Где-то в середине 50-х годов на экранах кинотеатров шёл какой-то венгерский фильм. Помню, в нём был примечательный эпизод: старый венгерский судья, уже на пенсии, после войны говорит членам своей семьи: «Я за свою жизнь вынес много приговоров, но никогда никого не приговорил к жизни в общей квартире!» Ситуация в общих квартирах была именно такой, какой я её описал – ничего не могло быть хуже материального неравенства! Люди не способны понять, что социальное неравенство было, есть и будет, и никакие революции никогда его упразднить не смогут, но человек рабочий, тяжело работающий в цеху своего завода ежедневно по много часов и не имеющий возможности при этом обеспечить сносной жизни себе и своей семье, будет проклинать скорее всего своего соседа, а не правительство, которое только и ответственно за такую ситуацию. Проклинать правительство? Но в СССР такого быть не могло. Виновных за такое безобразие искать долго не нужно – уже в 1948-м эти виновные были названы поимённо: сначала зловредные театральные критики, все без исключения «без роду, без племени», потом дальше и дальше – к «Делу врачей» в 1953-м. Мы ещё не знали, что всё это было частью огромного плана.

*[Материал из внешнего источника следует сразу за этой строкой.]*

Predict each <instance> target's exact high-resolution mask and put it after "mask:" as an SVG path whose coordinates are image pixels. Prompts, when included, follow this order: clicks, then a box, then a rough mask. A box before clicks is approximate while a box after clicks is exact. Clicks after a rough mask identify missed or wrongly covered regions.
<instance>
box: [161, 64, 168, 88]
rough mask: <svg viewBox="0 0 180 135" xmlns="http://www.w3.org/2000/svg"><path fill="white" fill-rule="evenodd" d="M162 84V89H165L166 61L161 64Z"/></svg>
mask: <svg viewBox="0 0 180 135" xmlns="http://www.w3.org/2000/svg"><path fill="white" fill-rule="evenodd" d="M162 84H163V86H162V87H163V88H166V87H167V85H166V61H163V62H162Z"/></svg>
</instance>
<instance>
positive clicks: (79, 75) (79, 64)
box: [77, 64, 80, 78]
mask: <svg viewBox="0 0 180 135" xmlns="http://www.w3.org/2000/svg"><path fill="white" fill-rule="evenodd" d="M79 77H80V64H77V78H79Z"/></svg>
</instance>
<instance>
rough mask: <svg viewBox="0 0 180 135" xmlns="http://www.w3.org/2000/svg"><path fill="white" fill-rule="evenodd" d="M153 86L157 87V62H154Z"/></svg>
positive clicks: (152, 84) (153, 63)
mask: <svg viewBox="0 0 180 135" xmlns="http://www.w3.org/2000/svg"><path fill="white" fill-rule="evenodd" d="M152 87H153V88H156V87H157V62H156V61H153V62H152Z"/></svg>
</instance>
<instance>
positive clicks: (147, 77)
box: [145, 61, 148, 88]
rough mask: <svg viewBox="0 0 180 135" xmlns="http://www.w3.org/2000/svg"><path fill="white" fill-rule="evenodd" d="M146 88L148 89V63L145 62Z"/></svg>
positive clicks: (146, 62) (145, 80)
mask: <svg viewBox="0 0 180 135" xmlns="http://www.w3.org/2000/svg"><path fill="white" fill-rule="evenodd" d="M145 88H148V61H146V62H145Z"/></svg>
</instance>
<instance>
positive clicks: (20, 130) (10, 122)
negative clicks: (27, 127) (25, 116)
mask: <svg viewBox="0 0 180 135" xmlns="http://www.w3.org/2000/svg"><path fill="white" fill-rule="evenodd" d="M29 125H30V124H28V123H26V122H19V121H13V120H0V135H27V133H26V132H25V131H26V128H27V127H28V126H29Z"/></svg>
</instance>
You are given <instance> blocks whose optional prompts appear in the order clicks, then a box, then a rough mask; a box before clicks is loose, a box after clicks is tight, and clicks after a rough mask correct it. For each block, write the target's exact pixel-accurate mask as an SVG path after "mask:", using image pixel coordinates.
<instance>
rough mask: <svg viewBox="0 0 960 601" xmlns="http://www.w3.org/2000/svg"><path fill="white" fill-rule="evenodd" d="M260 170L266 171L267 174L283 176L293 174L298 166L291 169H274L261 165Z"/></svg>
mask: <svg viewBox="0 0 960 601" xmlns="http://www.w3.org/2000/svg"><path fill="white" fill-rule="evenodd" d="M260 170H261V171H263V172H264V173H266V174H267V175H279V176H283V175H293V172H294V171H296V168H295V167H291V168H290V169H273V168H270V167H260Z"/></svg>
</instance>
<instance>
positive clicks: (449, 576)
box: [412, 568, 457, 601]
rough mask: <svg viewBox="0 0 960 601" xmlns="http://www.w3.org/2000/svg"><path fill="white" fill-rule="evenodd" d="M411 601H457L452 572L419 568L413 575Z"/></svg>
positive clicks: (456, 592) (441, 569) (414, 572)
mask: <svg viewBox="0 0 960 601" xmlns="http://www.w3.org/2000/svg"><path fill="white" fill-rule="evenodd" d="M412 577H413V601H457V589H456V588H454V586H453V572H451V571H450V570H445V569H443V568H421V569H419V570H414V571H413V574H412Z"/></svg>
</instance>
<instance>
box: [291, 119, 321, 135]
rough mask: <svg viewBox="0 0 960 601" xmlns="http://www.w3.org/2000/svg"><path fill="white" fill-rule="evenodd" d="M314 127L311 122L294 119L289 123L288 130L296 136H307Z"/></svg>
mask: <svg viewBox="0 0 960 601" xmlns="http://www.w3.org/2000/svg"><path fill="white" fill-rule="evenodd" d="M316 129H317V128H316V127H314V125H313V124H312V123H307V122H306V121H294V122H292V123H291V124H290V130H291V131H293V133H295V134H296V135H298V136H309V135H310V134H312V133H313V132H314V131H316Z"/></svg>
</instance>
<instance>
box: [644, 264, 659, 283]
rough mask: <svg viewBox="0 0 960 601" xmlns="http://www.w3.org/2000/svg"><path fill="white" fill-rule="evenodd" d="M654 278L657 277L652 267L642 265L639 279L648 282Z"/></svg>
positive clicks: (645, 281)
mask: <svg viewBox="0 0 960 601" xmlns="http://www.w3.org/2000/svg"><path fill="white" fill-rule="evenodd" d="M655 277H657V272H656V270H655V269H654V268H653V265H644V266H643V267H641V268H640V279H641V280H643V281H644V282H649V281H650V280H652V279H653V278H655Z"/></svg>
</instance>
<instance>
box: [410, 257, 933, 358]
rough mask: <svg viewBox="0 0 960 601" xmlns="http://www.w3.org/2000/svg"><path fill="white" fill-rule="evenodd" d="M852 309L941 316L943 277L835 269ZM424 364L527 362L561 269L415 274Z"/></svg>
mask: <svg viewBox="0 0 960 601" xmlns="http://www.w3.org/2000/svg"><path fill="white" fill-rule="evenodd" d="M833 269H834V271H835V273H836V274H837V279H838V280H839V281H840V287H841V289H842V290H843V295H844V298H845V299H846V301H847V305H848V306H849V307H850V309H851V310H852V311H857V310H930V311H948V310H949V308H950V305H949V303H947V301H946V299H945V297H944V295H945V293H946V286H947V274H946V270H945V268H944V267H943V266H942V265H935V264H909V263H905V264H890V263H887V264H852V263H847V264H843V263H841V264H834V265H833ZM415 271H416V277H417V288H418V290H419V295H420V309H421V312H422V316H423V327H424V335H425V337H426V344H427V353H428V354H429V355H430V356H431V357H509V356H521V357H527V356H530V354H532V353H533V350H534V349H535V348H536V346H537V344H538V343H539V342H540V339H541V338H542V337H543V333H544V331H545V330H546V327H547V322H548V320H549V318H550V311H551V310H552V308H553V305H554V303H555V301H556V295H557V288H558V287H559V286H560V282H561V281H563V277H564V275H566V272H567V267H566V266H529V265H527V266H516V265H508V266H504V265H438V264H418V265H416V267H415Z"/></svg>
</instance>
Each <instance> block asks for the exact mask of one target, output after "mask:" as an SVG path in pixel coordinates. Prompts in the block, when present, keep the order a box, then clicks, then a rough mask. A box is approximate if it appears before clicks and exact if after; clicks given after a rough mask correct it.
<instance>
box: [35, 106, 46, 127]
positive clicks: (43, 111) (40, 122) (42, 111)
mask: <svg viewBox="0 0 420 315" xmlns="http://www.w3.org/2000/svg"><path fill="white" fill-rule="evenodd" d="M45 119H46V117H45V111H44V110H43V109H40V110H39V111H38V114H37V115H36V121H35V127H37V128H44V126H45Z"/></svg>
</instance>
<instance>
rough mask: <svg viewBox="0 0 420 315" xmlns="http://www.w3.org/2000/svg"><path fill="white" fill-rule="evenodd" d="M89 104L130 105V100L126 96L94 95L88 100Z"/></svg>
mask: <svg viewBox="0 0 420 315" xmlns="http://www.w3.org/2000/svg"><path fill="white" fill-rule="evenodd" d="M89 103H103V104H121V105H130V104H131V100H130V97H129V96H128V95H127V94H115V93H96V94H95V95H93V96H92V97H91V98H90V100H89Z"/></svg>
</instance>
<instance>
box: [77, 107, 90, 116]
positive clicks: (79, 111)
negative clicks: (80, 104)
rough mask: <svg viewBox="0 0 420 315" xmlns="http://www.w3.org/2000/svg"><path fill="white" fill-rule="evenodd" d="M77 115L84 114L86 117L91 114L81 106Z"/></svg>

Но пока в 1947-м шли «репетиции» – имена «предателей» Роскина и Клюевой склонялись до бесконечности – начались «суды чести». Роскина и Клюеву не превратили в пыль – пока на примере «общественного суда» над ними было положено начало новому течению сталинской политической мысли – «борьбе с низкопоклонством перед Западом», скоро ставшей «борьбой с безродными космополитами».